There’s a natural ability about Jimi and that same thing lived in Andre.

I’ve spent my whole life trying to play guitar like Andre Tanker.

Jimi Flipp is a group of very cool, very calm musicians I’ve had a lot of respect for for a long time. Peter Shim on guitars; John Otway on drums,;Phil Hill on keyboards,; a fantastic bass man, Pedro Casafranca; Rochelle Chaves; and Stuart Silver on vocals.

I needed this band really badly. I wanted to play rock, I wanted to play guitar stuff.
Imij and Co started back, and from 2001 until 2019, I was just playing soca.
I kept saying to Peter, we need to start back a band that plays mainly rock.
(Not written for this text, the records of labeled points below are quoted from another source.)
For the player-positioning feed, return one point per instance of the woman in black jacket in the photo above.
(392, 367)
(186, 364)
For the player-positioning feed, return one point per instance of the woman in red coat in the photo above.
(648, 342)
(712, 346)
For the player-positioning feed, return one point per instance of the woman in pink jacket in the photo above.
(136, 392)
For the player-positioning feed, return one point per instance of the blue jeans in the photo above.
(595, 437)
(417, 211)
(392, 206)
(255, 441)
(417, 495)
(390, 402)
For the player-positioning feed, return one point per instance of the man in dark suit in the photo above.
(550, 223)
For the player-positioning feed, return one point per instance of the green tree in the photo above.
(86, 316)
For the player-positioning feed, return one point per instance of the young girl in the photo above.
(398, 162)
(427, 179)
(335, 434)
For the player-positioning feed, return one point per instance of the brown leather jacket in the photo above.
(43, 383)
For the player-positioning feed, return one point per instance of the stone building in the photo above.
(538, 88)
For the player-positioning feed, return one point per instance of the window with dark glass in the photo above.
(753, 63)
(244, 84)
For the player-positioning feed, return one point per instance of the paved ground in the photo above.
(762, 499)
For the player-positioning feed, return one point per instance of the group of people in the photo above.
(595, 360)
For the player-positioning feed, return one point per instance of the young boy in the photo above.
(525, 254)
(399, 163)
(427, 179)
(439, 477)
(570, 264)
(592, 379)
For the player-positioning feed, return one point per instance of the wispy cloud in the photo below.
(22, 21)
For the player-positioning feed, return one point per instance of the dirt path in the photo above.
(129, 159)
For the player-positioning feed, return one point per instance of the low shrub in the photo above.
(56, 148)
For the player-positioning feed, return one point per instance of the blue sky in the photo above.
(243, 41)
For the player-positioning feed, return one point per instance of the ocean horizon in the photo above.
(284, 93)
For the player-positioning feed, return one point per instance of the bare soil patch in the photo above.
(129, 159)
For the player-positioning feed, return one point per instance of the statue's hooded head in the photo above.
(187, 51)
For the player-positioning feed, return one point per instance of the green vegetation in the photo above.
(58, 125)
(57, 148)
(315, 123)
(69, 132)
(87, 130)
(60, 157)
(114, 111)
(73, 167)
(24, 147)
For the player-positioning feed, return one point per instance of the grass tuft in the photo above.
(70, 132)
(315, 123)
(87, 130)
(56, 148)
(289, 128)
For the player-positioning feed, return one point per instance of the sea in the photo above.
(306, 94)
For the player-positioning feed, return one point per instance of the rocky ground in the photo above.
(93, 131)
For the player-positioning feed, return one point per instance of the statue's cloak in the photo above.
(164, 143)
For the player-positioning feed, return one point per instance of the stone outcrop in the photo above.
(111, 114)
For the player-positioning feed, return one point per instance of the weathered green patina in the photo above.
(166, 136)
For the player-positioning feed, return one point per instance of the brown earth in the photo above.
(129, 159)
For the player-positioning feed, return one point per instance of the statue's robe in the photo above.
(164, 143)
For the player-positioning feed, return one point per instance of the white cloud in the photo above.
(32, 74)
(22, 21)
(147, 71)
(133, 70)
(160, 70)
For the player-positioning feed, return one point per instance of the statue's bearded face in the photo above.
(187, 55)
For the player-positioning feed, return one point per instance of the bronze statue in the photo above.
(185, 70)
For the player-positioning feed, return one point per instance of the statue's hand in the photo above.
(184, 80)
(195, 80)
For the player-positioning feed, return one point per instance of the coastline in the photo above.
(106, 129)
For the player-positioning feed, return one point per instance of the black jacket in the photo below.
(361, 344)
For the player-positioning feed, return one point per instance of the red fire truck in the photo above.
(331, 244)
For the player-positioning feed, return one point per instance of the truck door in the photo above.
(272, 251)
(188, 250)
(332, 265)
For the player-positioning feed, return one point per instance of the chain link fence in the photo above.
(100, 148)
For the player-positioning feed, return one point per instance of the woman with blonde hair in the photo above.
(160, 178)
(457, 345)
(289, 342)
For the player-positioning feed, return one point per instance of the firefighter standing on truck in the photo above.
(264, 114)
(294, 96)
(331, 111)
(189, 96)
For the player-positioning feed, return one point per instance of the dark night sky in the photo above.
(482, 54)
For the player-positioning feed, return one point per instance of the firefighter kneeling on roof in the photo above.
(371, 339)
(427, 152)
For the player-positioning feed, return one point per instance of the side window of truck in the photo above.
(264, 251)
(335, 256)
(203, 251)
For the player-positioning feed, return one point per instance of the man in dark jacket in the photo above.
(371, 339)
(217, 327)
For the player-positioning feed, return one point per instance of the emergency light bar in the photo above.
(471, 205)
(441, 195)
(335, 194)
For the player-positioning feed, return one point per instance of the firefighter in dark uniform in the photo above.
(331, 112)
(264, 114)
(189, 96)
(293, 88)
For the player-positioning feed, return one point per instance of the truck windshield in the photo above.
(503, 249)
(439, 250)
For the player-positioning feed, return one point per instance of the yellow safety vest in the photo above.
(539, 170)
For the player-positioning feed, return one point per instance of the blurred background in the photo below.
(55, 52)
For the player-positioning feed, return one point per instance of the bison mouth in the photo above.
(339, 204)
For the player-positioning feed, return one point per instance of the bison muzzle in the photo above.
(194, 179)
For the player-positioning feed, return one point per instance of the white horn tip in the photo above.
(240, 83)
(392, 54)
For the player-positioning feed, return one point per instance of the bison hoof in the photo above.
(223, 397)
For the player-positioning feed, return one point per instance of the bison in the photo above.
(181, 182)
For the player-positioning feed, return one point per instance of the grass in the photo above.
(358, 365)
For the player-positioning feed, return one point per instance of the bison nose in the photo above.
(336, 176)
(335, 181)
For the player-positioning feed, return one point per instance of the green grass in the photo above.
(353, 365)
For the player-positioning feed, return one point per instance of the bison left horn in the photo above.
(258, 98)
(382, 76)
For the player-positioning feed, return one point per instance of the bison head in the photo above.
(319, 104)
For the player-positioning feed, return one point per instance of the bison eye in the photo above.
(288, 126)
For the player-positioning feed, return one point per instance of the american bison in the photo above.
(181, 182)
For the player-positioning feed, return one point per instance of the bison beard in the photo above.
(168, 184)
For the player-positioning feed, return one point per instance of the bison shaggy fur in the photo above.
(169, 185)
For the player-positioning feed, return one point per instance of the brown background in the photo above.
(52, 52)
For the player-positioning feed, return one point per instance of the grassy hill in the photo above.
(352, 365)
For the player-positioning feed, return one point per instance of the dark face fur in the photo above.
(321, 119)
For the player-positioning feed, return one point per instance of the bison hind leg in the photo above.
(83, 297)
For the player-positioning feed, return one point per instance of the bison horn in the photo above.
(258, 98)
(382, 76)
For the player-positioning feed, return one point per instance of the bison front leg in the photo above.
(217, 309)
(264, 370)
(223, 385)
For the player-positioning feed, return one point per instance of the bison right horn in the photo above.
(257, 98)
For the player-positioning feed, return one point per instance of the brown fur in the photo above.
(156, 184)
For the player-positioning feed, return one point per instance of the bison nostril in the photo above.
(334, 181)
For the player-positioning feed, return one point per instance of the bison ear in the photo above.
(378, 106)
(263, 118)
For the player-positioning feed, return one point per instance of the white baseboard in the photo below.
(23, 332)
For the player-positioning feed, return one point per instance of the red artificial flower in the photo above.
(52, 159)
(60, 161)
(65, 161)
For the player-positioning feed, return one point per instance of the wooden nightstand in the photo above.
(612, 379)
It’s a really cool thing with the band name, Jimi Flipp.
People say, “Well, it’s not Imij!”
And I reply, “It really is Imij. Just flip it!”
Sometimes you get the phone call right away, sometimes you get it half-past two in the morning! I just kept looking at the name Imij and it came to me. Most people see the connection to Jimi Hendrix but not to Imij.

We play a strong blend of 80s, 70s and 60s rock. We do 90s and current stuff as well, but we love the earlier stuff.

Sometimes I do wish I’d learned guitar properly.
But my body never got it. I never allowed myself to sit down and read. I just played.

I love everything about the guitar. I love the tone. I love how it rips you apart

Playing guitar is like going into an elevator. The doors open, I go in, I press a floor. The elevator goes up. I get to the floor and I get out.
Don’t ask me what happened inside the elevator. That’s all I could tell you.
People say, “Joey, explain to us what you just played.”
And I say, “I had a guitar and a pick and I played. I have no clue how it happened.”

A Trini is resilient to everything. We are truly different and that’s what makes us beautiful. We are a great people.

Trinidad and Tobago is way beyond home to me. I could never see myself moving out of here.
Trinidad is the place that gives me the calm and warmth that I portray from me. Trinidad helps you become the person you want to be.
There are those who become Trinidadians and there are those who become idiots. The idiots are the ones doing the crime and lying in public office.
But the Trinidadians are the ones who make the difference, and there are many of us.